Some years ago, shortly before his death, Lord Stockton, better known as Harold Macmillan, the former prime minister, rose to deliver his last major speech to the House of Lords. At the height of the panic generated by the energy crisis of the 1970s - a time when the premier had ordered industry to work a three-day week while cabinet ministers urged the populace to learn how to clean their teeth in the dark - his was the voice of moderation. 'In times of financial stress, ' he intoned, 'we should not set about selling the family silver.' Whether Lord Stockton's cautionary words had much direct effect at the time I do not know, but they were widely reported. Even today they have a resonance, albeit based on an uncertain understanding of what an antique expression such as 'family silver' could mean today.
For example, why is it that nobody seems to care nowadays that there is mounting evidence that something akin to 'selling the family silver' is happening in the City of London. There, at the end of the third quarter of 2004, a firm of property agents, Jones Lang LaSalle, published a report which claimed that proceeds from the sale of commercial office buildings in the Square Mile had reached £1.77 billion, a record for a third quarter and only the fourth time that the City's quarterly office sales had topped £1.5 billion.
Following this initial revelation, other sources swiftly came to light and were hastily annualised.
By this means, projections for the whole of 2004, ranging from £5. 5 billion to £6 billion, were soon advanced. Since even the lowest of these estimates represented an all-time record of the order of the £5.3 billion attained in the millennium year of 2000, something had to be said. But what? Clearly the parallel with the millennium year was of no use because it would only waken unpleasant memories of the dot. com bubble, the second greatest financial disaster of the age. In the same way, parallels with the uncertain state of the much larger housing market might destabilise a fragile balance there too. The only acceptable route for the financial commentators to take was also the most uneasy - to treat the new 'silver sale' as good news.
'City office sales head for record £6bn year' was how The Times put it, and the others followed suit.
Or they did until the Sunday Times ran a story asserting that Canary Wharf Group was poised to sell the best part of a billion pounds worth of its Docklands portfolio as well. Added to the City's own property disposals, the Wharf's estimated £800 million shows a quantity and quality of office floor space that could drive property prices down - if it were to come on to the market all at once - let alone see a corner of the bad news story that is waiting to break out some time in 2005, when the broader impact of the 'record sales' dawns on those who work in them.
All that we really know about this state of affairs is that it looks like the house-price saga played with larger units, a kind of tsunami of debt that would overwhelm everything in its path. Next it became a 'hard landing' that only the prudent would survive, and finally a 'soft landing' that would let nearly everyone down gently - provided there was absolutely no panic selling of houses first.

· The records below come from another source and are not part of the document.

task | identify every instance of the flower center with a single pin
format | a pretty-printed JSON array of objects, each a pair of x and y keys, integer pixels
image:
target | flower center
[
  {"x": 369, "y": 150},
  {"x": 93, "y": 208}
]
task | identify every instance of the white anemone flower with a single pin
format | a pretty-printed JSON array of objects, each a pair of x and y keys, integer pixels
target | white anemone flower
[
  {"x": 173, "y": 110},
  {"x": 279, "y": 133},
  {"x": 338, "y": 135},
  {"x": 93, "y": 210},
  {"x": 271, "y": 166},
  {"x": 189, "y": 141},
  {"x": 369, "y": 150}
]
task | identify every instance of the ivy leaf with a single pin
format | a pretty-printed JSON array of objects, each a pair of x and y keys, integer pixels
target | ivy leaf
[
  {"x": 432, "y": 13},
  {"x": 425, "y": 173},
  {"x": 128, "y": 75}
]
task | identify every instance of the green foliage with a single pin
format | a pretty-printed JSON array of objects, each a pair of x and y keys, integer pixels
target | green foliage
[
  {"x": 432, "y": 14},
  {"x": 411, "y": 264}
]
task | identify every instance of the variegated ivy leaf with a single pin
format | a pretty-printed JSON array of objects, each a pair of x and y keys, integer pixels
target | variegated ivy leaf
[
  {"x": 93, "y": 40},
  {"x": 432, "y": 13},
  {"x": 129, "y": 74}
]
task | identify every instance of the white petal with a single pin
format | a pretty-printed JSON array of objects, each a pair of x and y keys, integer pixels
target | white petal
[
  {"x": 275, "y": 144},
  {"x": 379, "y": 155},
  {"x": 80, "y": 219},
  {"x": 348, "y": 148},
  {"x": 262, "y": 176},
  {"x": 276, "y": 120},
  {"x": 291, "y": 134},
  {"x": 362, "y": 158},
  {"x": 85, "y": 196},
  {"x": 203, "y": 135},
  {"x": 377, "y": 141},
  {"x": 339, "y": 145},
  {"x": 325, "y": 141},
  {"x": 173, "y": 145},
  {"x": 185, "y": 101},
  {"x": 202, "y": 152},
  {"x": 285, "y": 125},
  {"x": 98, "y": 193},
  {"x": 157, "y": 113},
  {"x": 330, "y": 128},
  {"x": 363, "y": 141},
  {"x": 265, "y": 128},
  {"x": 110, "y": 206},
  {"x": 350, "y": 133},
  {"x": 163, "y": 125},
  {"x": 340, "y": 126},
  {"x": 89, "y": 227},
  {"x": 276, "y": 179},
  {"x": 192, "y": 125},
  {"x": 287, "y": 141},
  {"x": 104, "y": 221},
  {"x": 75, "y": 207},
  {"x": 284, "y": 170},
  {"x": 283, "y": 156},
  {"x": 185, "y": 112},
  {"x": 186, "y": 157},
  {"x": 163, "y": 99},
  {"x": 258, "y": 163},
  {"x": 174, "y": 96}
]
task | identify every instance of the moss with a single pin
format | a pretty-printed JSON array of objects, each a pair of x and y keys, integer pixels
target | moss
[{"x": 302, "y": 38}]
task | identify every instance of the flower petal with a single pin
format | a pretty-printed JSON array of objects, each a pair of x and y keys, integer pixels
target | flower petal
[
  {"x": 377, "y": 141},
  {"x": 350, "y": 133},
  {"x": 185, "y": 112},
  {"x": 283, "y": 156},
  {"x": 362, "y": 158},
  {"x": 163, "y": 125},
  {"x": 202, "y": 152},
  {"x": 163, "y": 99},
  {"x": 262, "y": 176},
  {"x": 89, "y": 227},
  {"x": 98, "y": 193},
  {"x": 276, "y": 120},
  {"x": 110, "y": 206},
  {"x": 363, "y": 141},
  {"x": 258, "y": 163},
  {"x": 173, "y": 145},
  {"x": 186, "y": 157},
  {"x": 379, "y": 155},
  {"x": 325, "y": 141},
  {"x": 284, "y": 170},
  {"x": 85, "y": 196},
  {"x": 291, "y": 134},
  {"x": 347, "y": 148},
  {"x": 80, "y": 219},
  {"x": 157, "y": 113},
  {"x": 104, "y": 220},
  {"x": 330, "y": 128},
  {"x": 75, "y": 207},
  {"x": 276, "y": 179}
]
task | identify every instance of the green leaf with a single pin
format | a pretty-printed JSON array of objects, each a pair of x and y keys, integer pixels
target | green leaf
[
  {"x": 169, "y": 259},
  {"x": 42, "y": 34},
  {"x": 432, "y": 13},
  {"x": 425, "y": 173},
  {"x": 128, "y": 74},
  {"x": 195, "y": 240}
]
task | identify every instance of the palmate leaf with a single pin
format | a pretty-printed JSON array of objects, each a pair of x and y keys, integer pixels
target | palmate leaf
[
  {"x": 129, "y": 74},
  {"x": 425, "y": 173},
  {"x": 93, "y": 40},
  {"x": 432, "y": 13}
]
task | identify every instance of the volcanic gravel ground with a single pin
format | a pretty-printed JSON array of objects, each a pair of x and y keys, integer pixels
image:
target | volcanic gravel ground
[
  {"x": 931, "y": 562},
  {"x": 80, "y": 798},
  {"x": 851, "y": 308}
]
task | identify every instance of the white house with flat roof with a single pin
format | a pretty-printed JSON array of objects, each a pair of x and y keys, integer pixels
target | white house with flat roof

In the motor industry, the need for continuous innovation means that this problem is dealt with by means of the theory of 'sink time', whereby the response to the initial appearance of a new model - which is often surprisingly negative - is allowed time to grow upon the public before a final verdict is given. In the case of the family silver, it may not be house prices, or car designs, but commercial office buildings that will be first to go in 2005.